French President Emmanuel Macron and South Korean President Lee Jae-myung pledged joint efforts on 3 April 2026 to help reopen the Strait of Hormuz, a critical waterway for global oil shipments that has been effectively closed since 28 February following military strikes by the United States and Israel against Iran. At a summit in Seoul, Macron stated that France and South Korea could contribute to stabilising the Middle East, while Lee affirmed their shared commitment to securing safe passage through the strait, through which about 20% of the world's oil travels. The two leaders held a joint televised briefing but did not answer questions or specify concrete measures for reopening the waterway.

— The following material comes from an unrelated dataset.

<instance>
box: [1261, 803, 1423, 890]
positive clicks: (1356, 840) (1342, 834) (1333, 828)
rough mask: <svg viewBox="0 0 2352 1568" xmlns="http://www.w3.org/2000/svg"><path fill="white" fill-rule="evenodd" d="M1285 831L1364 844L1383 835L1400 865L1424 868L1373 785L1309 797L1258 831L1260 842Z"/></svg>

They also agreed to expand bilateral cooperation in technology, energy, and critical minerals. South Korean and French officials signed agreements on nuclear fuel supply chains, a joint offshore wind project in southern South Korea, and collaboration on securing critical mineral supplies. The summit occurred amid rising global economic uncertainty linked to disrupted energy flows. US President Donald Trump, in a speech on 1 April 2026, criticised allies for not taking greater responsibility, falsely claiming 45,000 US troops are stationed in South Korea—actual numbers are around 28,000, deployed to deter North Korean aggression. Trump urged South Korea, Japan, and China to take action, saying those nations rely heavily on the strait for oil.

Macron has dismissed the idea of a military operation to reopen the strait as unrealistic. Meanwhile, Iran's Foreign Minister Abbas Araghchi warned the UN Security Council against "provocative action" ahead of a postponed vote on a draft resolution, proposed by Bahrain, that would authorise the use of defensive force to protect shipping. No new date was set for the vote.

💡 NaijaBuzz Take

When Macron rules out military action but still pledges to reopen the Strait of Hormuz, it signals diplomatic ambition without a credible path—words substituting for strategy. Lee's alignment with France on securing shipping routes gains symbolic weight, yet ignores Seoul's limited leverage in Persian Gulf geopolitics. Trump's demand that Asian powers "grab" the strait reveals a fracturing Western consensus, where burden-shifting masquerades as policy. This is not coalition-building; it's fragmentation masked as cooperation.